This script calculates the ideal sample size and extracts the appropriate number of random rows from an input CSV file depending on the desired level of confidence, margin of error, and some random seed (with sensible default values). It also writes a log by default that provides evidence that neither the input nor the output files have been tempered with after the sample was taken.

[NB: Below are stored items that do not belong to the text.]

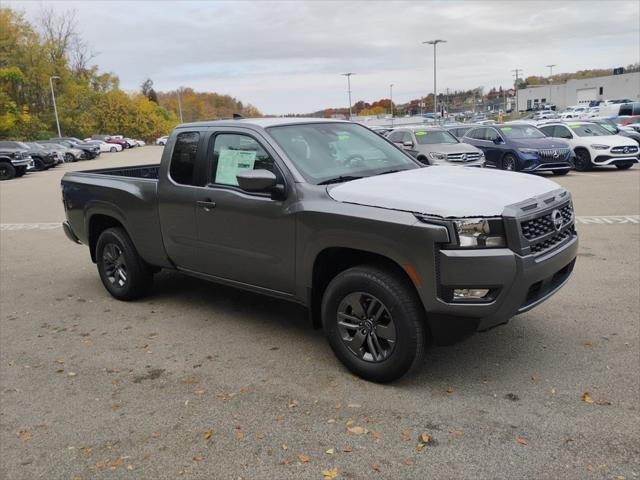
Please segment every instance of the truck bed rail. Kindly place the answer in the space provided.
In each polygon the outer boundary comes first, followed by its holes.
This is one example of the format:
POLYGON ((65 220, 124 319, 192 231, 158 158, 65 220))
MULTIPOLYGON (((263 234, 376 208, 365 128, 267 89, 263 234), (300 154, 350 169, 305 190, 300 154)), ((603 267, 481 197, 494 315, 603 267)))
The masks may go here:
POLYGON ((116 177, 147 178, 158 180, 160 165, 136 165, 122 168, 101 168, 98 170, 84 170, 81 173, 94 173, 98 175, 113 175, 116 177))

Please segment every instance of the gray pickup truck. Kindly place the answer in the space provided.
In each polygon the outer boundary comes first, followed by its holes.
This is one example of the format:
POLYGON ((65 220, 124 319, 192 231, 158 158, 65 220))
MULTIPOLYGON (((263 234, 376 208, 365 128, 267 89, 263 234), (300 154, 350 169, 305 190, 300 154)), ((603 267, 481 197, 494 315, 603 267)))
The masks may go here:
POLYGON ((487 330, 567 281, 571 195, 542 177, 422 166, 351 122, 180 125, 160 165, 67 173, 66 235, 111 295, 173 269, 308 307, 338 358, 391 381, 429 341, 487 330))

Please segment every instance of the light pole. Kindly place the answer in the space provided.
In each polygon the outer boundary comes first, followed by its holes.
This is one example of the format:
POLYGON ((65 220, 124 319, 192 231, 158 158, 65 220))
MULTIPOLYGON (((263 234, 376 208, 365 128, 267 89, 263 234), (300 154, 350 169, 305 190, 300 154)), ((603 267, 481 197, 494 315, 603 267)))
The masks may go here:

To use this script, either use the compiled variant or call upon the Python script via Python3 from your terminal/console of choice.
Positional Arguments:
Argument | Effect |
---|---|
input_file | Input CSV file path |
Options:
Option | Effect |
---|---|
-h, --help | show this help message and exit |
--confidence CONFIDENCE, -c CONFIDENCE | Confidence level (default: 0.95) |
--margin-of-error MARGIN_OF_ERROR, -m MARGIN_OF_ERROR | Margin of error (default: 0.05) |
--output OUTPUT, -o OUTPUT | Output CSV file path |
--verbose, -v | Verbose mode |
--seed SEED, -s SEED | Random seed |
--language {en,de}, -l {en,de} | Language for output text (default: en) |
--log-to-shell | Print the log to the shell |
--no-log-to-file, -n | Do not print the log to a separate file. |
--dry-run, -d | Do not write to any files. |